Data Science Program, Worcester Polytechnic Institute, Worcester, MA 01609, USA.
Foods. 2023 Oct 19;12(20):3825. doi: 10.3390/foods12203825.
Diseases caused by the consumption of food are a significant but avoidable public health issue, and identifying the source of contamination is a key step in an outbreak investigation to prevent foodborne illnesses. Historical foodborne outbreaks provide rich data on critical attributes such as outbreak factors, food vehicles, and etiologies, and an improved understanding of the relationships between these attributes could provide insights for developing effective food safety interventions. The purpose of this study was to identify hidden patterns underlying the relations between the critical attributes involved in historical foodborne outbreaks through data mining approaches. A statistical analysis was used to identify the associations between outbreak factors and food sources, and the factors that were strongly significant were selected as predictive factors for food vehicles. A multinomial prediction model was built based on factors selected for predicting "simple" foods (beef, dairy, and vegetables) as sources of outbreaks.
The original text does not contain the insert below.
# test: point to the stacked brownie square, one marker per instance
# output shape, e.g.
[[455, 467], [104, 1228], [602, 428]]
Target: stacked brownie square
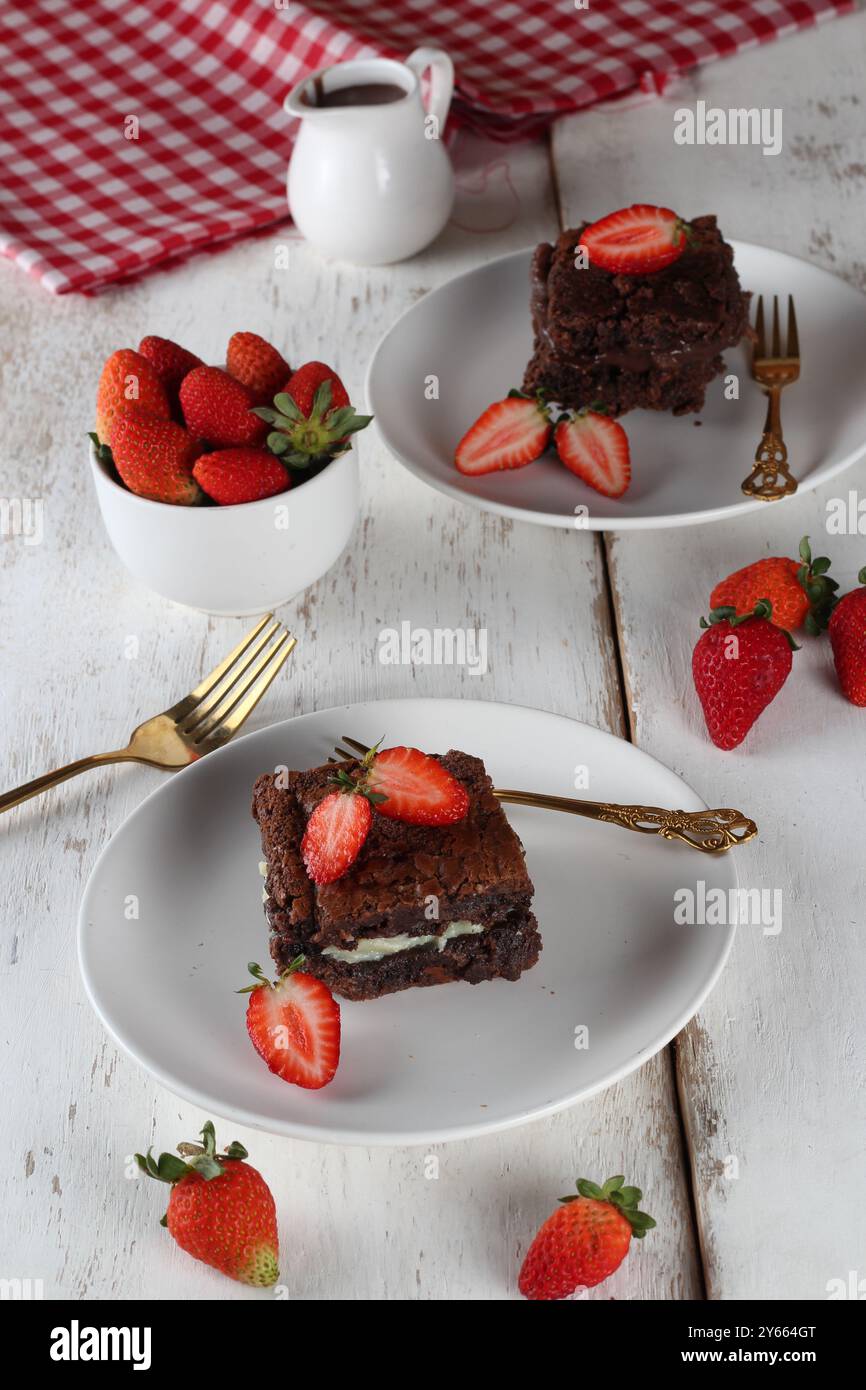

In addition, the relations between the food vehicles and common etiologies were investigated through text mining approaches (support vector machines, logistic regression, random forest, and naïve Bayes). A support vector machine model was identified as the optimal model to predict etiologies from the occurrence of food vehicles. Association rules also indicated the specific food vehicles that have strong relations to the etiologies. Meanwhile, a food ingredient network describing the relationships between foods and ingredients was constructed and used with Monte Carlo simulation to predict possible ingredients from foods that cause an outbreak. The simulated results were confirmed with foods and ingredients that are already known to cause historical foodborne outbreaks. The method could provide insights into the prediction of the possible ingredient sources of contamination when given the name of a food. The results could provide insights into the early identification of food sources of contamination and assist in future outbreak investigations. The data-driven approach will provide a new perspective and strategies for discovering hidden knowledge from massive data.
食源性疾病是一个重大但可避免的公共卫生问题,确定污染源是暴发调查中预防食源性疾病的关键步骤。历史上的食源性疾病暴发提供了关于暴发因素、食物载体和病因等关键属性的丰富数据,更好地理解这些属性之间的关系可为制定有效的食品安全干预措施提供见解。本研究的目的是通过数据挖掘方法识别历史食源性疾病暴发所涉及的关键属性之间潜在的隐藏模式。采用统计分析来确定暴发因素与食物来源之间的关联,并将具有高度显著性的因素选为食物载体的预测因素。基于所选因素构建了一个多项预测模型,用于预测作为暴发源头的“简单”食物(牛肉、奶制品和蔬菜)。此外,通过文本挖掘方法(支持向量机、逻辑回归、随机森林和朴素贝叶斯)研究了食物载体与常见病因之间的关系。确定了一个支持向量机模型作为从食物载体出现情况预测病因的最优模型。关联规则还表明了与病因有密切关系的特定食物载体。同时,构建了一个描述食物与成分之间关系的食物成分网络,并与蒙特卡罗模拟一起使用,以从导致暴发的食物中预测可能的成分。模拟结果通过已知会导致历史食源性疾病暴发的食物和成分得到了证实。该方法可以在给定食物名称时,为预测可能的污染成分来源提供见解。研究结果可为早期识别污染源提供见解,并有助于未来的暴发调查。这种数据驱动的方法将为从海量数据中发现隐藏知识提供新的视角和策略。